Kristin Muhlner likens work at a start-up to a theme park ride, with the ups, downs, twists and turns coming quickly and often. The past two months as chief executive of District-based NewBrandAnalytics have been no exception.
“What you have to be careful about is not getting on the roller coaster ride,” Muhlner said. “We had a great day yesterday, but invariably there will be something today that doesn’t go so great. You have to be able to not take any of that personally.”
Muhlner has joined NewBrandAnalytics as the two-year-old firm is preparing for its largest market push to date, rolling out an updated version of its software next month that will allow the firm to reach new industries and expand globally in the next year.
The company’s software uses text analytics to help restaurants, hotels and government agencies track customer feedback on social media. The businesses can then contact dissatisfied customers and use the unsolicited criticism to adjust their operations.
Web sites such as Yelp have made customer reviews public and easily accessible — much to the chagrin of small-business owners and commercial chains alike. Negative reviews, merited or not, can directly impact the bottom line with little recourse for merchants.
NewBrandAnalytics culls that information, as well as less structured feedback on Twitter and Facebook feeds, then figures out which location the critic visited. As a result, Muhlner said, the software can tell a retailer which store is too cold or a hotel that Joe The Concierge is less than hospitable.
The soon-to-be-released version of the software will be able to compare the criticism of competing businesses, allow a shopkeeper to interact directly with critics and analyze comments written in foreign languages.
“We’ll not only tell you what folks think about the product or service you’re delivering, but how you delivered it, and the people that delivered it, and the location it was delivered in,” Muhlner said.
Founded on April 15, 2010 (yes, Tax Day), NewBrandAnalytics is the brainchild of Neil Kataria, Kam Desai and Ashish Gambhir. The trio grew the business from an unproven idea to a functioning product, and secured an anticipated $26 million in venture capital last November. They ultimately closed on $20 million of that.
But Kataria, the firm’s chairman, said NewBrandAnalytics needed fresh leadership as the company started to build out its sales force and began the sometimes-precarious transition from fledgling venture to full-scale company.
Harry Weller, an investor at New Enterprise Associates, introduced them to Muhlner. She had been an executive at Reston-based WebMethods, before it sold in 2007 for $546 million, and the chief executive at McLean upstart RollStream when it was sold last year.

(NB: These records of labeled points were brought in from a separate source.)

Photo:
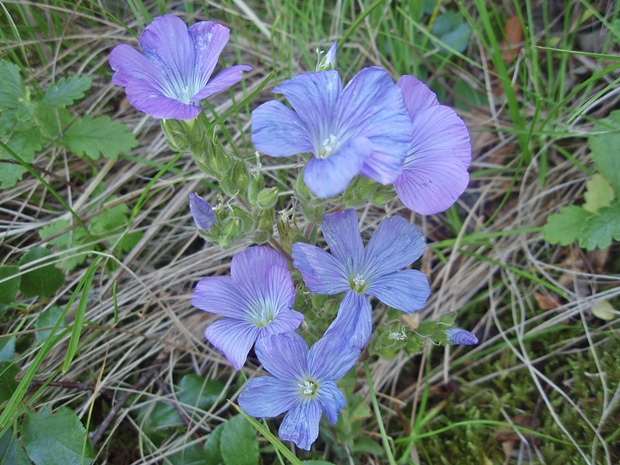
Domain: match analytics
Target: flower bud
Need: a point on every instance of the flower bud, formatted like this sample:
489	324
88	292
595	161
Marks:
201	212
267	198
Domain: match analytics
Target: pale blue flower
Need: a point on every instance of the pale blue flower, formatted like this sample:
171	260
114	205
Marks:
171	75
303	383
255	301
375	271
361	129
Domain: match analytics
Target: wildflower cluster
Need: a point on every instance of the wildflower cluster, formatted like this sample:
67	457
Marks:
362	137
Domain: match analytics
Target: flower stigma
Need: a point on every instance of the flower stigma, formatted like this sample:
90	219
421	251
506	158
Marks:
329	146
308	388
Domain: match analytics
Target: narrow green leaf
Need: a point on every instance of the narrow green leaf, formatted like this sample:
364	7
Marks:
43	281
48	319
9	283
213	454
275	442
564	227
66	91
239	444
93	137
56	439
79	317
8	371
605	149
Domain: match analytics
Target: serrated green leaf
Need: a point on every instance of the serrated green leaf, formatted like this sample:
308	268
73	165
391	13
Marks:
600	229
12	90
56	439
605	149
239	444
25	144
213	454
599	194
43	281
93	137
9	283
565	227
8	371
66	91
11	451
48	319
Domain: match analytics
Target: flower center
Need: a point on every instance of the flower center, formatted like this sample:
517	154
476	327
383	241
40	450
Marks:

Kataria said the founders were interested in “finding someone who could help take the vision ... and actually start to build a team and execute on it to grow the company to the next level.”
“When we were introduced to Kristin, she checked every single box,” he said.
Diving back into another start-up wasn’t exactly what Muhlner had in mind. She was filling her days with consultant work and taking turns on the tennis court, a welcome change after the sale of RollStream.
But the offer from NewBrandAnalytics meant a job that would have her working with former colleagues in an industry she already knew and at an office just 10 blocks from her District home. She and her husband took a weekend to make a decision.
“I kept waiting for something to be wrong with this,” she said. “We ultimately decided there isn’t. We need to lean into this and just let it be what it’s going to be.”
At one point last year, NewBrandAnalytics was just days away from moving west to Silicon Valley. The founders were close to landing money from two California venture firms and had already begun shopping for real estate. Kataria’s wife even quit her job.
Then came an 11 p.m. phone call from the firm’s adviser and former District mayor Adrian Fenty. He lined up a breakfast at the Four Seasons Hotel in Georgetown for the following morning with investors from New Enterprise Associates.
Two weeks later, local investors stepped up. NEA and Revolution, the venture firm helmed by former AOL executives Steve Case and Ted Leonsis, cut a deal that kept NewBrandAnalytics in the District.